横笛はカッコイイですが…だって縦笛吹いてる笛吹童子って、どうよ?笑。
カッコイイってのは大変ってことですね。
>YOSHIEさん
ま、二小節ずつというか、階名唱にして歌っちゃえば、一曲丸々覚えるのも、さほど困難ではないんだろうと思います。問題は、階名唱ではなく、フルートで演奏して覚えられるかって事ですね…実はトライした事ありますが、結果が出る前にイヤになりました。だって、全然覚えられないんだもん。
歌ったり、ヴァイオリンだったりなら、割と簡単に覚えられるのに、フルートだと、ちっとも覚えられないですわ。

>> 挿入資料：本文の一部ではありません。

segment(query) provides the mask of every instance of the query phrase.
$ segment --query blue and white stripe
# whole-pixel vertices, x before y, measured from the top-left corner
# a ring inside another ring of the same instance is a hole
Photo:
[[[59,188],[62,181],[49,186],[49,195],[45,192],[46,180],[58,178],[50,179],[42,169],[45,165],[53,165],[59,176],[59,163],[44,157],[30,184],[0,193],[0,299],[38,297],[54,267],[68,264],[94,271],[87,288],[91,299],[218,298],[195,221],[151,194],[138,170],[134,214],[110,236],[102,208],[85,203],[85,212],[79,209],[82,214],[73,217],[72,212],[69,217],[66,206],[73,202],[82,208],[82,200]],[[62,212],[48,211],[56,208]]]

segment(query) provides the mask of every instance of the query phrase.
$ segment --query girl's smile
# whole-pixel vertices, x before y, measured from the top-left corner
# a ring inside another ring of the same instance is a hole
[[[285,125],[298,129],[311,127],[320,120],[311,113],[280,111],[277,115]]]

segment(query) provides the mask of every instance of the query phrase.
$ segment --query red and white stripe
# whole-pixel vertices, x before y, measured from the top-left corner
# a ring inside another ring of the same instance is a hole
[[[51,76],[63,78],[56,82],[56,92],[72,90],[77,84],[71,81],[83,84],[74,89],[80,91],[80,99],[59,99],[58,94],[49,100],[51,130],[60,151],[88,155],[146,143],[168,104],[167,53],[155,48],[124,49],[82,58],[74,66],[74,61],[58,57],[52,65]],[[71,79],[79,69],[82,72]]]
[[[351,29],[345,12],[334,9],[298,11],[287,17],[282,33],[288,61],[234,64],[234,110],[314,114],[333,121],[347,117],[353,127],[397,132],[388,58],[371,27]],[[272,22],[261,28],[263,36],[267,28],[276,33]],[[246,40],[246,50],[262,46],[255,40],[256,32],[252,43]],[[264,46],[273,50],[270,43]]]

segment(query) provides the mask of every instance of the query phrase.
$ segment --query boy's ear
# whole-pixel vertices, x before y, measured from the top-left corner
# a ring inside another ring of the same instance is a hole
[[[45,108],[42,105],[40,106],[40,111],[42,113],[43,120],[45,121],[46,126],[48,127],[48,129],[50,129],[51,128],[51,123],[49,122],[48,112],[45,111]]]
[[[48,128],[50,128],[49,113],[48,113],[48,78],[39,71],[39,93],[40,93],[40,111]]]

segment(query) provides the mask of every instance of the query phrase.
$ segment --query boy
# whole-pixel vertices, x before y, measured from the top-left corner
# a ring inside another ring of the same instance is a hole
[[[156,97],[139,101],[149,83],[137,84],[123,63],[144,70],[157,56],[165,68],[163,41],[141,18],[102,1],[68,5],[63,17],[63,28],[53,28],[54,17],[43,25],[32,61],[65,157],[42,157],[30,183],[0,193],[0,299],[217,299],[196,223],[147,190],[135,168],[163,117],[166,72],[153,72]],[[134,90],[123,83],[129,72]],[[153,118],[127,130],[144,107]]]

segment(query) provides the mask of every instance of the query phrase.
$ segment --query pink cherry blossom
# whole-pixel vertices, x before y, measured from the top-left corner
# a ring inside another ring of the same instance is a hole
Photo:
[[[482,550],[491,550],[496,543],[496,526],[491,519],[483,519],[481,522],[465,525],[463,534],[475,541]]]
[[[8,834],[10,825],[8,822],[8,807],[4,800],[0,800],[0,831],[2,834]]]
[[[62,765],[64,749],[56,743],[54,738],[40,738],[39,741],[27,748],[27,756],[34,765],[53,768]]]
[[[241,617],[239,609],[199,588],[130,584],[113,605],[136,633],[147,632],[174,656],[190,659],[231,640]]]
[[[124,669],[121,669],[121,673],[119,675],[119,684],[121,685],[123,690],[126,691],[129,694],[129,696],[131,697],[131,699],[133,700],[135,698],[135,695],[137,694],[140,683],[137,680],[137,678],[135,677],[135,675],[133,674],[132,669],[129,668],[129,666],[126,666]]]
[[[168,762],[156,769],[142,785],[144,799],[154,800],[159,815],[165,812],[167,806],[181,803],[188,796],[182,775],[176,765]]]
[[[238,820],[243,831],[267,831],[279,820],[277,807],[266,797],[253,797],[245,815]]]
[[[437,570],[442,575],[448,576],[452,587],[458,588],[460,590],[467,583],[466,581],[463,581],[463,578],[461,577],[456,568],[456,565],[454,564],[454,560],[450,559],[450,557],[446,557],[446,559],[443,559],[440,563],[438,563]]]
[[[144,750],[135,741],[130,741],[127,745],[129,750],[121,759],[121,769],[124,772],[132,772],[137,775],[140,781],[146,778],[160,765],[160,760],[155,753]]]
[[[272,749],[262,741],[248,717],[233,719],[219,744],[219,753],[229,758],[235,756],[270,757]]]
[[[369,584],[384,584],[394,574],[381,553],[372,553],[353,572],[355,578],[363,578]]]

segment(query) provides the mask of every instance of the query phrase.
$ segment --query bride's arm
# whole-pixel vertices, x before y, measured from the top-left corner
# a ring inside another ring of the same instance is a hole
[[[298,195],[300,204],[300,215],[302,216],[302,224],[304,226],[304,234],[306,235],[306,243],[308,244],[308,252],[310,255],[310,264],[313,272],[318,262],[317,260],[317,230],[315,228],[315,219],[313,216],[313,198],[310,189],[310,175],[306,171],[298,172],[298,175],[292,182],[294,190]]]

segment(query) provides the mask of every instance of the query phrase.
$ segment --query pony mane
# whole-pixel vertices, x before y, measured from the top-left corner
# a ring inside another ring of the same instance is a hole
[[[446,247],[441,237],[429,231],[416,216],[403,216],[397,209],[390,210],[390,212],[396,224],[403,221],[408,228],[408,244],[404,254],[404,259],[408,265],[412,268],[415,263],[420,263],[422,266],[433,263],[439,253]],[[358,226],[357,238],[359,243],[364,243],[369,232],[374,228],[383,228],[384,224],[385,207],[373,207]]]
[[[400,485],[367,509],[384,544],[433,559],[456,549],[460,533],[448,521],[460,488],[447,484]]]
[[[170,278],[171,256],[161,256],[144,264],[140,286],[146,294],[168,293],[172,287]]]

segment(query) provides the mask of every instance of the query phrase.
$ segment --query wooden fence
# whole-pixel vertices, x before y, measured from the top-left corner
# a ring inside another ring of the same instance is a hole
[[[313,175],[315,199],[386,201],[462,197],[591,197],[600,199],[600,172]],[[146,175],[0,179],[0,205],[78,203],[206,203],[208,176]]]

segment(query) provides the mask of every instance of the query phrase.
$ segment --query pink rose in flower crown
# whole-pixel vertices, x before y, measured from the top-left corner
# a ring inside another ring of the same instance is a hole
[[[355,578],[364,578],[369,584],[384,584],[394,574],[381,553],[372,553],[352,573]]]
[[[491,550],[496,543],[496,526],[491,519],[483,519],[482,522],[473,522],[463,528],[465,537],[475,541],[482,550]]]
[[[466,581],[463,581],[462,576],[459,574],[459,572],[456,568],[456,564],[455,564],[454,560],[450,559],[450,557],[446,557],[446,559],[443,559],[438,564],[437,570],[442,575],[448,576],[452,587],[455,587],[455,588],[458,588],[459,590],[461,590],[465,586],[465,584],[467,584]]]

それを如実に感じたのが、記事にも書いた、フライ・ミー・トゥー・ザ・ムーンの時。
更に言えば、この曲はヴァイオリンでもやったので、暗譜できています。なので、ヴァイオリンなら暗譜で演奏できますが、フルートを持つと、暗譜した事が全部飛んで、頭の中が真っ白になります。…この曲はドから始まるんですが(笑)、フルートを持つと、その「ドから始まる」って事も忘れます(爆)。なんか、フルートを持つだけで、脳味噌が活動停止になっちゃうんです。
なので「私は頭が悪い」んです。少なくとも、フルートを持つと脳の記憶野が活動停止になります。困ったもんです(汗)。
なんだか、内容をよく読んでなくて、タイトルに引きずられていました。
暗譜ができない…のではなく、
「運指が覚えられない…」ですね。
フルートのことはまるでわからないから、意見したのが間違いでした(ありゃ、ま!)
指に、横目で、なんとなく見える印を付けちゃう、とか?(嘘です…)
>YOSHIEさん
えっと、運指が覚えられない…たしかにそれはあります(クロスフィンガリングと言って、やっかいな運指もあるんですよ)。でも、やっぱり、暗譜できないんですよ。フルートを持っていると、楽譜も頭に入らないし、階名でも覚えられない。
フルート以外なら暗譜はできますが、フルートを持った途端に、覚えていたはずのものだ、今度は思い出せなくなります。
なので、私の頭は“フルート脳”にスイッチした途端に、馬鹿になるんだと思います。だから…頭が悪くて暗譜できない…となるわけです。